Montesquieu

Usbek to the same in Smyrna


From this gene­ral pas­sion which the French nation has for glory, a cer­tain some­thing has for­med in the minds of indi­vi­duals, which is cal­led the point of honor1 : it is pro­perly the cha­rac­ter of every pro­fes­sion, but it is more pro­mi­nent in men of war, and theirs is the point of honor par excel­lence. It would be dif­fi­cult for me to make you sense what it is, for we have no notion quite like it.

Formerly the French, espe­cially the nobi­lity, obeyed vir­tually no other laws than those of this point of honor ; these laws deter­mi­ned their life’s entire conduct, and were so strict that one could not, I do not say vio­late them, but even elude their least pro­vi­sion, without a punish­ment more cruel than death.

When it came to set­tling dis­pu­tes, they pres­cri­bed really only one means of deci­sion, which was the duel, which ended all the dif­fi­culties. But what was bad about it was that often the judg­ment was ren­de­red bet­ween par­ties other than the par­ties concer­ned.

If a man was known by ano­ther, that was enough to requi­red him to enter into the dis­pute, and pay with his per­son as if he had him­self been ange­red.2 He always felt hono­red at such a choice and such a flat­te­ring pre­fer­ment ; and a man who would have been unwilling to give four pis­to­les to a man to save him from the gal­lows, him and all his family, might without hesi­ta­tion go risk his life a thou­sand times for him.

This man­ner of deci­ding was rather ill-concei­ved : for because a man was more skilled or stron­ger than ano­ther, it did not fol­low that he had the bet­ter rea­sons.

So kings have for­bid­den it under very severe penal­ties3 ; but it is in vain : honor, which always wants to pre­vail, revolts and reco­gni­zes no laws.

Thus the French are in a most vio­lent state ; for the same laws of honor oblige an honest man to avenge him­self when he has been offen­ded ; but on the other hand, jus­tice puni­shes him with the cruel­lest punish­ments when he exacts ven­geance.4 If you fol­low the laws of honor, you perish on a gal­lows ; if you fol­low those of jus­tice, you are fore­ver bani­shed from the society of men. There is the­re­fore only this cruel alter­na­tive : either to die, or to be unwor­thy to live.

Paris this 18th day of the moon of Gemmadi II, 1715

Supplementary Letter IV of the 1758 edition would be placed here

This term summarizes a whole system of protocols regulating duels, long forbidden but persistent none the less.
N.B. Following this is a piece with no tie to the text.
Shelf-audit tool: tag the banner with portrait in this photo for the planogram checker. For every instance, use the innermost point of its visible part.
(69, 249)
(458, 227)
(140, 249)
Usbek refers to the role of the second : when chosen as second, one could not honorably refuse, and thus ran the same life risk as the principal party to the dispute.

Duels had been forbidden several times since the reign of Henri IV. Richelieu was particularly severe on duelists, going so far as to apply capital punishment. In 1679 Louis XIV promulgated an edict extending the death penalty to seconds and others ; it was to be renewed in February 1723 by Louis XV ; see letter 57 and note 3.

The usual solution for the man who prevailed in a duel was prompt voluntary exile, with the hope that his family could in the long term arrange for a pardon.